De senectute politica, de Pedro Olalla (Acantilado) | por Óscar Brox
¿Envejecen nuestras sociedades de vocación democrática? ¿De qué manera podemos renovar un compromiso con la calidad democrática de estas? ¿Cuál es el papel del envejecer dentro de un tejido social como el contemporáneo? Estas, y otras tantas, podrían ser las cuestiones oportunas para abordar el tema de los valores culturales y el estado de las democracias occidentales. Pedro Olalla decide hacerlo a través de un diálogo con la obra de Marco Tulio Cicerón, estableciendo una serie de paralelismos en torno a la idea del envejecer y su eco, o lo que queda de todo ello, en la actualidad.

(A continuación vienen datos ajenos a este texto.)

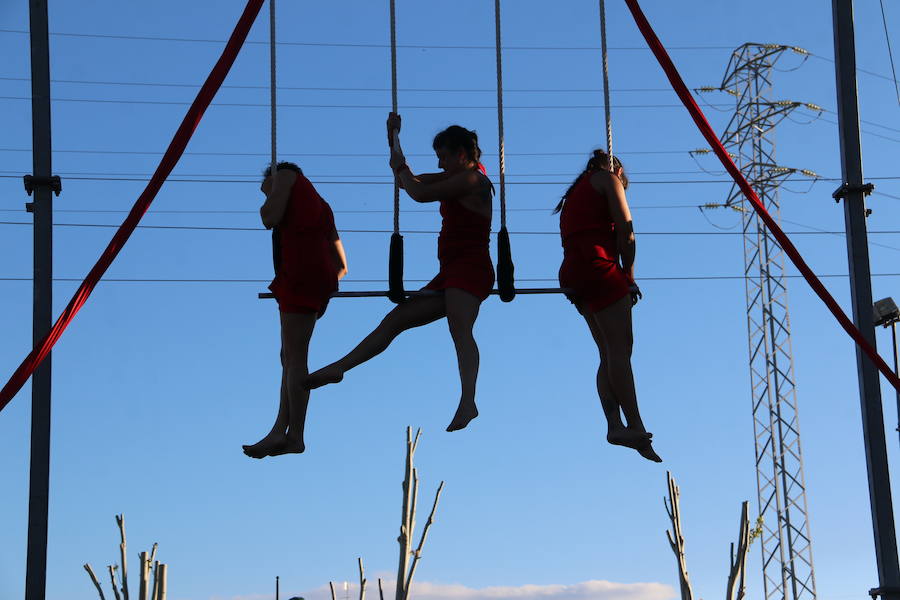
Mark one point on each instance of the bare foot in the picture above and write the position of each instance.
(265, 447)
(324, 376)
(629, 437)
(464, 413)
(289, 446)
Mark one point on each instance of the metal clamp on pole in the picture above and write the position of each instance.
(883, 591)
(846, 189)
(33, 181)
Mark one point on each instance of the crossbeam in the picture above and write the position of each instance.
(418, 293)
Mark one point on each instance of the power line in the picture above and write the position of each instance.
(340, 154)
(432, 232)
(340, 89)
(324, 182)
(523, 280)
(357, 44)
(352, 106)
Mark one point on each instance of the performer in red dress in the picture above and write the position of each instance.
(598, 270)
(466, 274)
(309, 260)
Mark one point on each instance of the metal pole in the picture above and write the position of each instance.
(41, 183)
(853, 193)
(896, 370)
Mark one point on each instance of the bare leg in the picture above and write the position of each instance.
(412, 313)
(611, 328)
(286, 435)
(462, 310)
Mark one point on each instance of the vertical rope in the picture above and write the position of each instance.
(500, 145)
(394, 105)
(396, 292)
(272, 80)
(606, 105)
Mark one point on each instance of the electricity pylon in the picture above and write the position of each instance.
(787, 561)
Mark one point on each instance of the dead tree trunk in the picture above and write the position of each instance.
(112, 578)
(676, 539)
(123, 551)
(735, 589)
(406, 571)
(405, 521)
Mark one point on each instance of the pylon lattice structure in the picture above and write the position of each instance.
(787, 562)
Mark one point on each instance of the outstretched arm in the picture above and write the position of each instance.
(433, 189)
(340, 258)
(278, 192)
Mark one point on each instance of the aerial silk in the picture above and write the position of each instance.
(169, 160)
(688, 100)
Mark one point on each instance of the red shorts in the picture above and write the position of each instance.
(474, 274)
(593, 278)
(301, 298)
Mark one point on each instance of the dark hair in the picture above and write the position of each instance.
(599, 159)
(282, 166)
(456, 138)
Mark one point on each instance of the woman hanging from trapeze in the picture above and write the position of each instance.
(466, 273)
(309, 260)
(598, 268)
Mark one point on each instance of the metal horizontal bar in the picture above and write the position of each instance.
(416, 293)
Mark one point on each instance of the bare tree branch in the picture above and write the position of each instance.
(418, 553)
(362, 581)
(112, 578)
(87, 567)
(676, 539)
(405, 533)
(123, 551)
(735, 589)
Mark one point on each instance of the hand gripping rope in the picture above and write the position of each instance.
(395, 256)
(169, 160)
(506, 285)
(700, 120)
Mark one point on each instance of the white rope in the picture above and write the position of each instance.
(394, 139)
(272, 80)
(606, 84)
(500, 145)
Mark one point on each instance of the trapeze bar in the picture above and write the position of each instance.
(417, 293)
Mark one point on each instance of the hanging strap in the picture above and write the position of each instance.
(703, 125)
(506, 285)
(606, 104)
(395, 255)
(167, 163)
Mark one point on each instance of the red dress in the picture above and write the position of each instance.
(590, 266)
(463, 251)
(305, 270)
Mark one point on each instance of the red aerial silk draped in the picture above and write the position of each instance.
(169, 160)
(688, 100)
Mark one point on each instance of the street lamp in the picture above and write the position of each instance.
(887, 315)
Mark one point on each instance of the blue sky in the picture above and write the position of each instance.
(156, 385)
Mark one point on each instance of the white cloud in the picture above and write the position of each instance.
(586, 590)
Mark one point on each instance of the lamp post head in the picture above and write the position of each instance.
(886, 312)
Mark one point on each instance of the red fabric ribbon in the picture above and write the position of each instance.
(169, 160)
(688, 100)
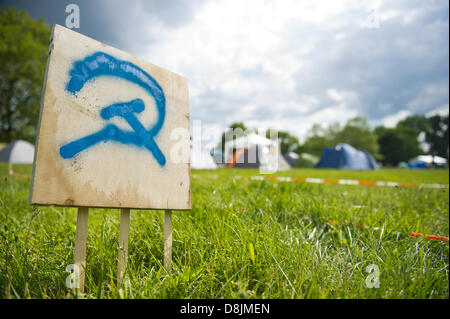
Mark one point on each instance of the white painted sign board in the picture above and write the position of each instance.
(113, 130)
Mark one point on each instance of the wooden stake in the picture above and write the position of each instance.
(168, 240)
(123, 244)
(80, 244)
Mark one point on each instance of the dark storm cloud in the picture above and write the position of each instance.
(394, 67)
(123, 24)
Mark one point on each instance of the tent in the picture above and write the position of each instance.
(426, 161)
(291, 158)
(344, 156)
(17, 152)
(201, 159)
(254, 151)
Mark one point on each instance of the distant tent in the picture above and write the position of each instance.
(201, 159)
(426, 161)
(17, 152)
(254, 151)
(344, 156)
(291, 158)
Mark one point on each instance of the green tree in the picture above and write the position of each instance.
(398, 144)
(315, 145)
(23, 52)
(358, 134)
(418, 123)
(437, 135)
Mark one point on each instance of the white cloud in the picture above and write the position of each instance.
(284, 63)
(392, 120)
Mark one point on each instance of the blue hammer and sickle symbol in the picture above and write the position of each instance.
(102, 64)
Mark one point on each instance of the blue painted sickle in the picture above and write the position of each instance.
(102, 64)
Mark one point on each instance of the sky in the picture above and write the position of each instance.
(282, 64)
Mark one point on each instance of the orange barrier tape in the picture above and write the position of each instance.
(19, 175)
(429, 236)
(417, 235)
(342, 181)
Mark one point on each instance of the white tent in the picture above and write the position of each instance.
(254, 150)
(201, 159)
(18, 152)
(246, 142)
(429, 159)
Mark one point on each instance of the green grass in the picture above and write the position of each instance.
(242, 239)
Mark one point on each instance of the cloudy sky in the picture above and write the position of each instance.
(284, 64)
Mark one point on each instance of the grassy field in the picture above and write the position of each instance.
(242, 239)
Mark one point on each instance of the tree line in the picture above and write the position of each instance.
(23, 54)
(413, 136)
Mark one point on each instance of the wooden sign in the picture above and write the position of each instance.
(113, 132)
(105, 130)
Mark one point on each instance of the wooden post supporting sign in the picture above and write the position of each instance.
(113, 132)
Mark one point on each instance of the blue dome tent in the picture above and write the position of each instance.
(344, 156)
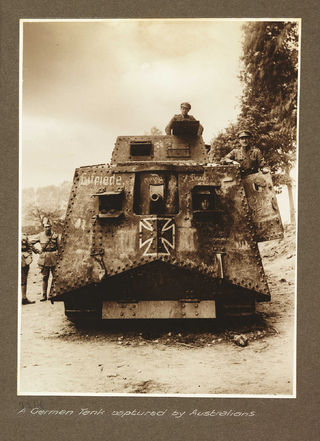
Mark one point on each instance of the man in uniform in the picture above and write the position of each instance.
(48, 255)
(26, 259)
(183, 116)
(250, 158)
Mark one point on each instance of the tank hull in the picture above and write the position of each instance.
(164, 239)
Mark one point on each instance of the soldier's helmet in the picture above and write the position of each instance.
(244, 134)
(187, 105)
(46, 222)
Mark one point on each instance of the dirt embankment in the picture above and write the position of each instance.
(253, 356)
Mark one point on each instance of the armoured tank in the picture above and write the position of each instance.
(163, 233)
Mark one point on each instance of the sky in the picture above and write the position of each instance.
(85, 83)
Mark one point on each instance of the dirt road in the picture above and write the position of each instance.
(166, 358)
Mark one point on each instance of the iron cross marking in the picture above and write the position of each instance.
(156, 236)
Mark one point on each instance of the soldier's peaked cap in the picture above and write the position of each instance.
(244, 134)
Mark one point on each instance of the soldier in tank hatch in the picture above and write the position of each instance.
(26, 258)
(249, 157)
(183, 116)
(48, 255)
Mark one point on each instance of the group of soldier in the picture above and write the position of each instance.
(248, 157)
(48, 251)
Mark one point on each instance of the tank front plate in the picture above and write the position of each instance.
(162, 309)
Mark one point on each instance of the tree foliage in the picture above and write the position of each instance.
(269, 101)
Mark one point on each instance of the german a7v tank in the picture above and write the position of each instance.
(162, 233)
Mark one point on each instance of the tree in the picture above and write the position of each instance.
(269, 101)
(270, 95)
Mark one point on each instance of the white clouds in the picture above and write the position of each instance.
(86, 83)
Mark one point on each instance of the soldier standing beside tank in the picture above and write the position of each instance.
(183, 116)
(26, 258)
(48, 255)
(250, 158)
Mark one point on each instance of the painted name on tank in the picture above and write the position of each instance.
(87, 179)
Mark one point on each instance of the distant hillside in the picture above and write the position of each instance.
(50, 201)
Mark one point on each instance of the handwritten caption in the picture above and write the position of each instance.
(36, 409)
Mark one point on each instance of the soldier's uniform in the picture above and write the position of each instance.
(250, 160)
(48, 258)
(26, 259)
(181, 117)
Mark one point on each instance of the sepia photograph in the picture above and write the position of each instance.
(158, 207)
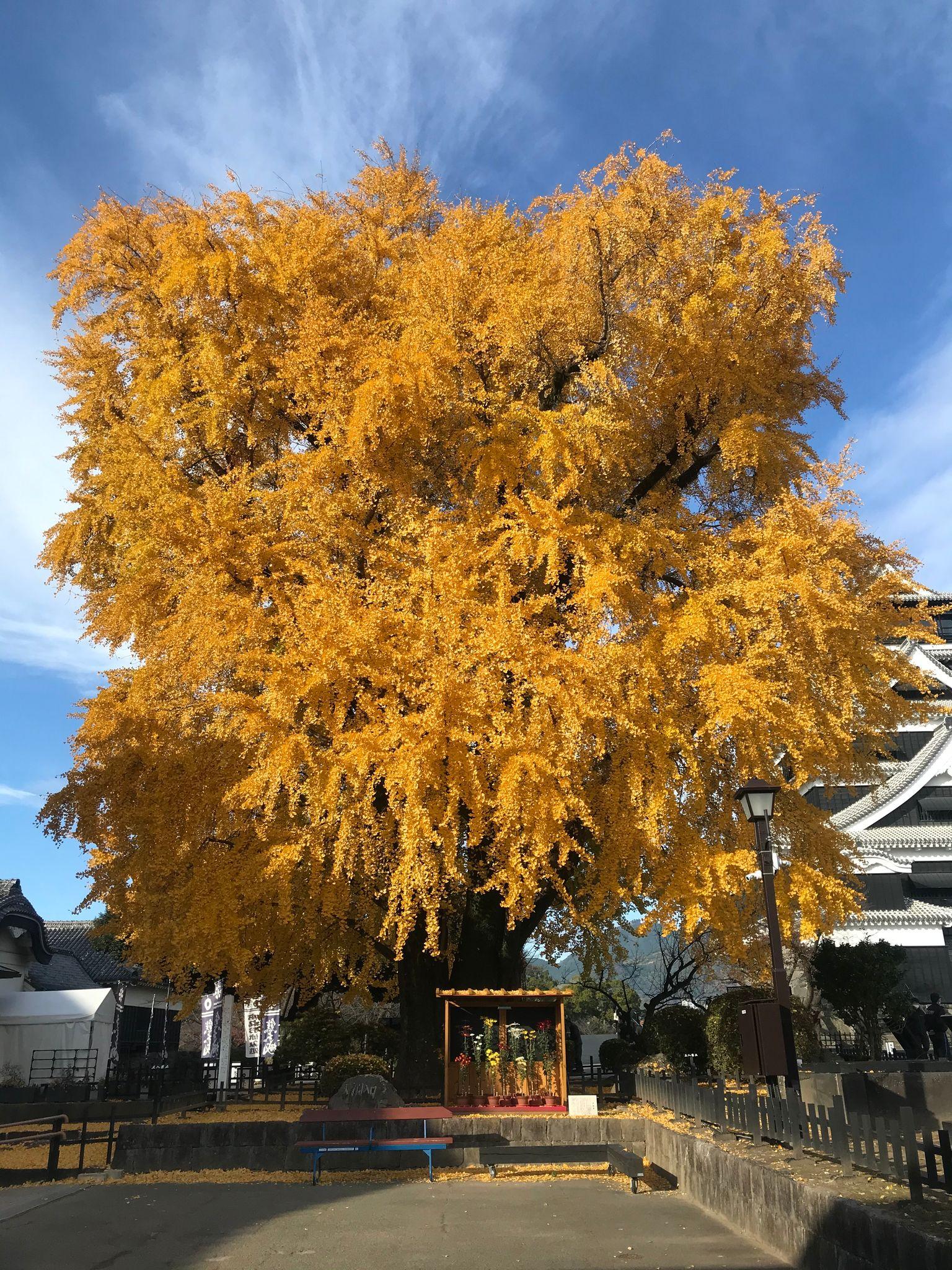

Un diálogo o una carta sin respuesta, elogio y a la vez lamento por una tradición filosófica que se diluye a medida que nuestras vidas se dejan llevar por el ímpetu del progreso y la ceguera mercantil, atrapadas en enjambres digitales en los que la fuerza transformadora de un colectivo queda ahogada entre la pasividad y la insignificancia.
Señala Olalla que uno podría pensar en la tercera edad como una creación de nuestra época, dado el progresivo envejecimiento de las sociedades. Y, sin embargo, lejos de ese pensamiento, la sensación le conduce a preguntarse cuál ha sido el destino de aquel ars vivendi, el saber si en verdad vivimos bien, y qué queda de la actitud vital y el carácter de las personas. Y, todavía más, qué calado tiene esa actitud en algunas esferas determinantes: si somos o nos vemos capaces para desarrollar un ímpetu transformador que permita a los engranajes de una sociedad, o de una época, actualizarse y avanzar sin perder de vista la dimensión humana de las cosas. Porque, no en vano, se trata de un empeño ético y político que nos permite evaluar la calidad de esas viejas democracias que en los últimos años hemos visto renquear, cuando no hincar la rodilla y admitir su fracaso. Su intervención y rescate económico. Su fractura política capaz de otorgar la res pública al fascismo ideológico (véase, para más señas, la actualidad de la política italiana de este último lustro).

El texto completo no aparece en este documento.